Recipe 1-7. Handling Strings

This recipe discusses how to handle strings and deal with textual data. You can do all sorts of basic text
explorations using string operations.

Problem
You want to explore handling strings.

Solution
The simplest way is to use the following string functionality.
s.find(t) is an index of the first instance of string t inside s (–1 if not found)
s.rfind(t) is an index of the last instance of string t inside s (–1 if not found)
s.index(t) is like s.find(t) except it raises ValueError if not found
s.rindex(t) is like s.rfind(t) except it raises ValueError if not found
s.join(text) combines the words of the text into a string using s as the glue
s.split(t) splits s into a list wherever a t is found (whitespace by default)
s.splitlines() splits s into a list of strings, one per line
s.lower() is a lowercase version of the string s
s.upper() is an uppercase version of the string s
s.title() is a titlecased version of the string s
s.strip() is a copy of s without leading or trailing whitespace
s.replace(t, u) replaces instances of t with u inside s

How It Works
Now let’s look at a few of the examples.

Replacing Content
Create a string and replace the content. Creating strings is easy. It is done by enclosing the characters in
single or double quotes. And to replace, you can use the replace function.
1. Create a string.

String_v1 = "I am exploring NLP"

#To extract particular character or range of characters from string
print(String_v1[0])
#output
"I"
#To extract the word “exploring”
print(String_v1[5:14])
#output
exploring

2. Replace "exploring" with "learning" in the preceding string.

String_v2 = String_v1.replace("exploring", "learning")

print(String_v2)
#Output
I am learning NLP

Concatenating Two Strings

The following is simple code.

s1 = "nlp"
s2 = "machine learning"
s3 = s1+s2
print(s3)
#output
'nlpmachine learning'

Searching for a Substring in a String

Use the find function to fetch the starting index value of the substring in the whole string.

var="I am learning NLP"

f= "learn"
var.find(f)
#output
5

Recipe 1-8. Scraping Text from the Web

This recipe discusses how to scrape data from the web.
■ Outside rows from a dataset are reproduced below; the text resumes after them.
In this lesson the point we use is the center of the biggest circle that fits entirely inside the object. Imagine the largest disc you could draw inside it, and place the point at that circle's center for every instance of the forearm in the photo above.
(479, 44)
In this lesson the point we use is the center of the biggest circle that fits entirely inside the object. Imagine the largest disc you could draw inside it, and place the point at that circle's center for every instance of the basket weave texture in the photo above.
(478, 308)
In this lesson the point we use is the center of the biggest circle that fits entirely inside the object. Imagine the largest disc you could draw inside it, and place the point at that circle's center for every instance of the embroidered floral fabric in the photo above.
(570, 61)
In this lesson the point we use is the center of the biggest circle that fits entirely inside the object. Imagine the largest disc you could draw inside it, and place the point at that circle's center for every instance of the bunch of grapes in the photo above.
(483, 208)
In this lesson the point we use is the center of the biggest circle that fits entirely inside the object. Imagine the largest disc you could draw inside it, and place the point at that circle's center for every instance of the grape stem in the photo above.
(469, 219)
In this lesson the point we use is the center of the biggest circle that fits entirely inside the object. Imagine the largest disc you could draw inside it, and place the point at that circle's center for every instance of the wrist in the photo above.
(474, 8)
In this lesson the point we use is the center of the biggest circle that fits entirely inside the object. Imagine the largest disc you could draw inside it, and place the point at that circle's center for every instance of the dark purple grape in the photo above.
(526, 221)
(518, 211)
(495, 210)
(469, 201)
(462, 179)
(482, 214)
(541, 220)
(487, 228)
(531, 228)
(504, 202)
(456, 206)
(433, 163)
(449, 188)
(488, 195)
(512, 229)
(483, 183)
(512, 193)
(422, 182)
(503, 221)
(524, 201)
Caution Before scraping any websites, blogs, or ecommerce sites, please make sure you read the site’s
terms and conditions on whether it gives permissions for data scraping. Generally, robots.txt contains the
terms and conditions (e.g., see www.alixpartners.com/robots.txt) and a site map contains a
URL’s map (e.g., see www.alixpartners.com/sitemap.xml).

Web scraping is also known as web harvesting and web data extraction. It is a technique to extract a large
amount of data from websites and save it in a database or locally. You can use this data to extract
information related to your customers, users, or products for the business’s benefit.
A basic understanding of HTML is a prerequisite.

Problem
You want to extract data from the web by scraping. Let’s use IMDB.com as an example of scraping top
movies.

Solution
The simplest way to do this is by using Python’s Beautiful Soup or Scrapy libraries. Let’s use Beautiful Soup
in this recipe.

How It Works
Follow the steps in this section to extract data from the web.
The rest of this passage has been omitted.